Título: Índice que corrige aluguel sobe 1,2% no mês
Autor: Scrivano, Roberta
Fonte: O Globo, 31/05/2012, Economia, p. 28
SÃO PAULO . Puxado pelo dólar, que teve impacto nos preços no atacado, o Índice Geral de Preços do Mercado (IGP-M) acelerou e fechou maio com variação de 1,02%, acima dos 0,85% registrados em abril passado e dos 0,43% de maio de 2011. De acordo com a FGV, esta foi a maior alta do indicador desde novembro de 2010. Com este resultado, o IGP-M, que serve de referência para os reajustes dos aluguéis, acumula alta de 2,51% no ano e de 4,26% em 12 meses.
O preço do atacado, medido pelo IPA (um dos componentes da fórmula de cálculo do IGP-M), registrou aumento de 1,17% em maio, contra 0,97% no mês anterior.
A variação cambial foi o que mais pesou para alta da inflação, afetando principalmente produtos como soja e petróleo no atacado, afirmou Salomão Quadros, responsável pelo índice de preços.
- Registramos o segundo mês consecutivo de alta no IGP-M, depois de 15 meses de queda.

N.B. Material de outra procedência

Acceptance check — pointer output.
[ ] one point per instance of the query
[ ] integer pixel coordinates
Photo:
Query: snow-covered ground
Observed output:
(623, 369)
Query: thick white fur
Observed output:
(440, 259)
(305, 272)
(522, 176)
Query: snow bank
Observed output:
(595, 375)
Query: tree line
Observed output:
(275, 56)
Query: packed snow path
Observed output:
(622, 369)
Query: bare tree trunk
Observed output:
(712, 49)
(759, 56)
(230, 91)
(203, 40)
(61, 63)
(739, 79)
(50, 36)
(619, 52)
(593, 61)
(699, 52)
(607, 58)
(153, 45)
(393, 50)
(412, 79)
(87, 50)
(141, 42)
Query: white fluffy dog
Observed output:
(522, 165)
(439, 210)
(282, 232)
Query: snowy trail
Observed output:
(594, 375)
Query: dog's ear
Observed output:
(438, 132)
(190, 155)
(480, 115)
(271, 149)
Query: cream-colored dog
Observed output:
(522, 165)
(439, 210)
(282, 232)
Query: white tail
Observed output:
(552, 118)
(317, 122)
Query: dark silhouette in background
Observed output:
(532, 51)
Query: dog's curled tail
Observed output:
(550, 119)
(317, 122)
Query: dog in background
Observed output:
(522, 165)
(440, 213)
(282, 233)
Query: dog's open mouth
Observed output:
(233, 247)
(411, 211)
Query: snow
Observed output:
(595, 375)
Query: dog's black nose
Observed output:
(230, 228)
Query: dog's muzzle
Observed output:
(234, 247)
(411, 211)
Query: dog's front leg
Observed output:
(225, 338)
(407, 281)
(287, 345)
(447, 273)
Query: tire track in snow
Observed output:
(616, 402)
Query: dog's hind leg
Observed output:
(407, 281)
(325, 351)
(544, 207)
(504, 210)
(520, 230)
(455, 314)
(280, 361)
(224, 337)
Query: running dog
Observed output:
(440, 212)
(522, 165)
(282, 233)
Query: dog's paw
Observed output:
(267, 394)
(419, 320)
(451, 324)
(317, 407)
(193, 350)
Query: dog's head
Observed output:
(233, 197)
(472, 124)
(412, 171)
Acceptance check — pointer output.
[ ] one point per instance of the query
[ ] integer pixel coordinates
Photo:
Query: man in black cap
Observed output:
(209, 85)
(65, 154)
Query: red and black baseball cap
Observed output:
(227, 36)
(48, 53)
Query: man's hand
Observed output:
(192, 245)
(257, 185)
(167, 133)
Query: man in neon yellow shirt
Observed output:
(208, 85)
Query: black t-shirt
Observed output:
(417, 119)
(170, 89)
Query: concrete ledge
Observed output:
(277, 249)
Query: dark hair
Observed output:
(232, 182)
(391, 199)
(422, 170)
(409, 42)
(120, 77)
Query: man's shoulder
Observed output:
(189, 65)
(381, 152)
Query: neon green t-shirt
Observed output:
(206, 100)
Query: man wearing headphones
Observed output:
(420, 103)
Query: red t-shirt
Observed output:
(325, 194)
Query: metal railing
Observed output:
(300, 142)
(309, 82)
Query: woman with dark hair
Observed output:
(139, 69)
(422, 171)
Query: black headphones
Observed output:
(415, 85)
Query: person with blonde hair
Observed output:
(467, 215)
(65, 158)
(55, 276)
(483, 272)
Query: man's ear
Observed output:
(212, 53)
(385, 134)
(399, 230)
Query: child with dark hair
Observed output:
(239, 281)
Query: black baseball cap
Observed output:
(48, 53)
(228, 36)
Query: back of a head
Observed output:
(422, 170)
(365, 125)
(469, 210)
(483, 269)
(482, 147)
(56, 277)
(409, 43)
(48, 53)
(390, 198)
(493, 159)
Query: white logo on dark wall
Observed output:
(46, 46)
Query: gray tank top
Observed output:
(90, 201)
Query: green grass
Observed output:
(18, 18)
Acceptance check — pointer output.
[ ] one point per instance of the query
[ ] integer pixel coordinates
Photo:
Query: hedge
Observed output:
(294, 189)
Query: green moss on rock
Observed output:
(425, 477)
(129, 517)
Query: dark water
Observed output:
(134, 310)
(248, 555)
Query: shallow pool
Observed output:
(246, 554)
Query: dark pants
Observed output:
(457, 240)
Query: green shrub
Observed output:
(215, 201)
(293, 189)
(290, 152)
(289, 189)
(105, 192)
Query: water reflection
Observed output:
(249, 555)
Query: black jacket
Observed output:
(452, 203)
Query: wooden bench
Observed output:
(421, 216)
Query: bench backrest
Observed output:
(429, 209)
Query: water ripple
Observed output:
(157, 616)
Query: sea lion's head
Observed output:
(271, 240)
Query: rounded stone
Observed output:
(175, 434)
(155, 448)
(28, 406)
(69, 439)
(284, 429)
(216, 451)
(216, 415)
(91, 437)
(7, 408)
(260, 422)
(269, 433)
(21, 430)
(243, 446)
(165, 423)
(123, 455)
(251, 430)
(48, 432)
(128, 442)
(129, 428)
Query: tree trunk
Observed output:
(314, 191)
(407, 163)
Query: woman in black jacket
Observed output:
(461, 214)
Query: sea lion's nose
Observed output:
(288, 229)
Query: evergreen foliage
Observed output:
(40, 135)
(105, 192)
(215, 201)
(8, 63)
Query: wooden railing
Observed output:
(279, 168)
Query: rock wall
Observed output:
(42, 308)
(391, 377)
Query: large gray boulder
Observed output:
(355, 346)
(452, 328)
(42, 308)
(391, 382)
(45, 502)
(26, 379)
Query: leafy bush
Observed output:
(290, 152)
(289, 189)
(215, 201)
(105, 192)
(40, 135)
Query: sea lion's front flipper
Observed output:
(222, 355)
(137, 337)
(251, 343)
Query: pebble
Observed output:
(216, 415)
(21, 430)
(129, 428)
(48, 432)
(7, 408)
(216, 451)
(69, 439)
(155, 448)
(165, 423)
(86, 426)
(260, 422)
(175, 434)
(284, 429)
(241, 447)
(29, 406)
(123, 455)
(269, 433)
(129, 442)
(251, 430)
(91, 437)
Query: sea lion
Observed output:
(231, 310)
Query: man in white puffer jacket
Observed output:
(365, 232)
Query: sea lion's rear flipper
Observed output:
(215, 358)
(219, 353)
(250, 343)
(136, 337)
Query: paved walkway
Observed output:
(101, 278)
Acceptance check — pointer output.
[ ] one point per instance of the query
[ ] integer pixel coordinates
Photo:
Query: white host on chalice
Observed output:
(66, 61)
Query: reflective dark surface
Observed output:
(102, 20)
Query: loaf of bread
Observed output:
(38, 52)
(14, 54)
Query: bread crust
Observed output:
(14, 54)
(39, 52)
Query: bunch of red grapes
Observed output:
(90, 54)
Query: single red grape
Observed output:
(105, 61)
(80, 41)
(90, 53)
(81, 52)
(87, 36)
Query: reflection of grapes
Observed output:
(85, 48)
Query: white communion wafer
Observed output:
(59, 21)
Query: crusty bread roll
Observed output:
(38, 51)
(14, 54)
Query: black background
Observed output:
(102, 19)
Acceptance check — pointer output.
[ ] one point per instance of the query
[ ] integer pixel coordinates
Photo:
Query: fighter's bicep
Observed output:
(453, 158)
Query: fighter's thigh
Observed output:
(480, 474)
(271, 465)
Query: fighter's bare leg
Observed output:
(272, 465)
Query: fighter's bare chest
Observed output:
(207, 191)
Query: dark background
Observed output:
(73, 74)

Isso mostra que a fase de desaceleração da inflação aparentemente ficou para trás - disse Quadros.
O repasse dessas altas ao consumidor, porém, deve ser leve e não imediata; deve demorar pelo menos três meses para ocorrer.
- Não é a alta do dólar, que provocou inflação sobretudo na soja e em produtos petroquímicos, que vai pesar no bolso do consumidor. A dificuldade do governo em manter a inflação no centro da meta será por causa do preço dos serviços que não são regulados - esclareceu o especialista, que evitou projetar o resultado tanto do IGP-M quanto da inflação oficial (medida pelo IPCA) para este ano.
O Índice de Preços ao Consumidor (IPC) foi o único item que mostrou queda em maio na comparação com abril. Neste mês, o IPC ficou em 0,49%, abaixo dos 0,55% do mês passado.
- Este será um ano de muita instabilidade, principalmente por causa do cenário internacional, que parecia melhor, mas voltou a ficar confuso. O repasse do aumento de preço à indústria, porém, ainda não afeta o consumidor. Há, no entanto, outros fatores que devem colaborar para o aumento do preço na ponta. E o setor de serviços é que mais fará isso - afirmou Quadros.
O Índice Nacional de Custos da Construção (INCC), que mensura os preços da construção civil e é outro componente do cálculo do IGP-M, também subiu: foi de 0,83% para 1,30% em maio. No INCC, o que colaborou para o aumento foi o dissídio dos trabalhadores em São Paulo.